The ever-varied and ever-botanically-focused Pierre Creton’s Still Life Primavera finds the director making one of the structural experiments that he previously dabbled in with films like House of Love (2021), where he placed his camera on a record player and let it spin away to make something with the manipulative wit of a Michael Snow film. The camera doesn’t appear to move at all this time around, but it once again looks out a window: there’s a lit candle as the only object visible, but we’re being tricked when it turns out to just be its reflection against the glass as the countryside trees outside the window become more visible. Nighttime turns a window into a mirror of our interiors, but daytime allows us to look out at the world. When the sun comes up, the camera remains unmoving as it looks out at the resulting springtime still life of the title, but odd edits every minute that allow animals to suddenly materialize in the frame and the light to shift as needed draw our attention to the small manipulations of time that Creton is performing.

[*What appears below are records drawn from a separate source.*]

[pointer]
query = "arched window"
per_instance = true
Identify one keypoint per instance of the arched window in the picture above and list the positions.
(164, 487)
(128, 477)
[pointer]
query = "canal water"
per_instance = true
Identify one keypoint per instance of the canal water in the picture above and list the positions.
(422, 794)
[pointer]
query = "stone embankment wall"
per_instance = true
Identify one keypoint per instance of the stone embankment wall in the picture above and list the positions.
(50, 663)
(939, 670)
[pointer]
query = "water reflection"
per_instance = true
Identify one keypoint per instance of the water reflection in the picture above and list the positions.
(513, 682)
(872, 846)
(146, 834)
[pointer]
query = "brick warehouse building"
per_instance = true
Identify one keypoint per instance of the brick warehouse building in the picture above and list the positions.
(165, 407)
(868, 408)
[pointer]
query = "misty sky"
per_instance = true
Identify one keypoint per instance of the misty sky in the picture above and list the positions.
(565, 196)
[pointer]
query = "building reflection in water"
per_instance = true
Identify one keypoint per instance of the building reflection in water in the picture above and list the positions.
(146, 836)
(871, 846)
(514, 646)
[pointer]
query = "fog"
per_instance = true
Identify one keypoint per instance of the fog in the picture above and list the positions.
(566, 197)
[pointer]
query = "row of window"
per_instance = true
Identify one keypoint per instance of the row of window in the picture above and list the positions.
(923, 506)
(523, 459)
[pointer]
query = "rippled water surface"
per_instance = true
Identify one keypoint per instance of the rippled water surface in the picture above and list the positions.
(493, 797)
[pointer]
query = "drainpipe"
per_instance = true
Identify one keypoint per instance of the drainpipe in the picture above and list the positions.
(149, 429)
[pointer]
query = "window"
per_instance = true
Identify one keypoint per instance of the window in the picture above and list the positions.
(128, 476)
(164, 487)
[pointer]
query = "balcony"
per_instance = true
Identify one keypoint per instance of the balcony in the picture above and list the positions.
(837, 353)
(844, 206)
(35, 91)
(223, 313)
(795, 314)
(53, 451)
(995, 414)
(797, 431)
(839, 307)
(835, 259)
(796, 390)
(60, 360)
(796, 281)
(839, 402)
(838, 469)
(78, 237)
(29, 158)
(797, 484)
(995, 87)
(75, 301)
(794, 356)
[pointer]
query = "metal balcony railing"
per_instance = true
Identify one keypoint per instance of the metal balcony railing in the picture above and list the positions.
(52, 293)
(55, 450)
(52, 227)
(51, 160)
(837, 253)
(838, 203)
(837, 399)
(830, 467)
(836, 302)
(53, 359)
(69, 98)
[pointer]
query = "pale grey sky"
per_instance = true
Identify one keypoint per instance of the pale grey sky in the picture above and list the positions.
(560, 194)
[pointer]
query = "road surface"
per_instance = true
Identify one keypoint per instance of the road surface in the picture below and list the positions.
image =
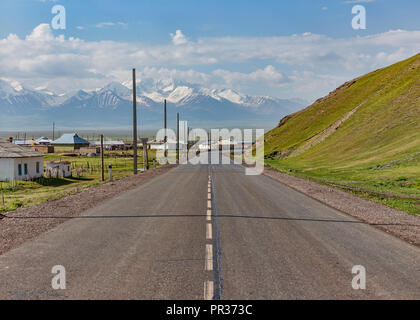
(211, 232)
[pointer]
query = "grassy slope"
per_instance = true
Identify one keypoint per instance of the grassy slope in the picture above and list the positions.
(27, 193)
(376, 150)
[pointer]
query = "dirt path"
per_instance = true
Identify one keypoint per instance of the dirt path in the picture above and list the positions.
(395, 222)
(26, 223)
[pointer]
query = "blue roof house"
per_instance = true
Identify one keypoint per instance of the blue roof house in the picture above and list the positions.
(71, 140)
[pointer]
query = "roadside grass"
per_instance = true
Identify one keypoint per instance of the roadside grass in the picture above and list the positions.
(397, 187)
(25, 193)
(375, 153)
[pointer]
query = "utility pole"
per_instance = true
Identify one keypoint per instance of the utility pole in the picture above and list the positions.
(102, 158)
(165, 140)
(188, 145)
(177, 138)
(134, 123)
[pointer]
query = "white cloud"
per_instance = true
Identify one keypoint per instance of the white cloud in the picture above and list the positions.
(287, 63)
(267, 76)
(178, 38)
(110, 24)
(358, 1)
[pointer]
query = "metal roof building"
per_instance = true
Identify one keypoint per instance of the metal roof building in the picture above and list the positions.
(71, 139)
(19, 163)
(10, 150)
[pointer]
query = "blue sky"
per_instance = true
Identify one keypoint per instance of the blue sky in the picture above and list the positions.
(301, 48)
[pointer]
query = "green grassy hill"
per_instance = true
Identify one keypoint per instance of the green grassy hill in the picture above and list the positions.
(363, 137)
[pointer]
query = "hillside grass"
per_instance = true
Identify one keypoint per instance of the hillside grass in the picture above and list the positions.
(26, 193)
(375, 153)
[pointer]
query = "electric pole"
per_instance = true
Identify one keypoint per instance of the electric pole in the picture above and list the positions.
(102, 158)
(134, 123)
(177, 138)
(165, 140)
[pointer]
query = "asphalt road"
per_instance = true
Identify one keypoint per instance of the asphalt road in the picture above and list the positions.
(211, 232)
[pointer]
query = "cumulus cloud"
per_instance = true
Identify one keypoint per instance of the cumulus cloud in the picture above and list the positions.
(110, 24)
(269, 76)
(286, 63)
(178, 38)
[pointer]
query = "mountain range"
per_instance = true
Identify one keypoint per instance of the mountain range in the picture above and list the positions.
(111, 106)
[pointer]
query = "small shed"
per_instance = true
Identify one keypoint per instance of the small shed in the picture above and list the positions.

The sudden appearance of a donkey, and a shot of the fog blowing by, recall one of the most famous films operating in the single-take mode in Larry Gottheim’s Fog Line. What this film creates out of stasis, however, could be considered a new form of in-camera editing that separates it from your standard long takes and turns it into a deliberate highlight reel. Further evidence of how much control is being exercised over this seemingly uneventful “shot” comes from inside the room, when a pet cat and Creton’s hand holding a flower pop into the frame from inside the camera’s room, followed by a needle drop from a band with the revealing name Eyeless in Gaza. Night falls again, and the window becomes a new kind of mirror: one that reflects a laptop displaying images of death and explosions from the current genocide in Palestine, with Creton’s hand once again reaching out to touch the screen. It turns out that all this time spent staring out the window was not so much a lazy stare as a form of vigil of remembrance, with Creton’s candle and flower being small funereal gestures for all the dead murdered by Israel in Gaza. It has been a full day of more needless death and pain: one unfortunately has to light another candle.


Published as part of FIDMarseille 2025 — Dispatch 2.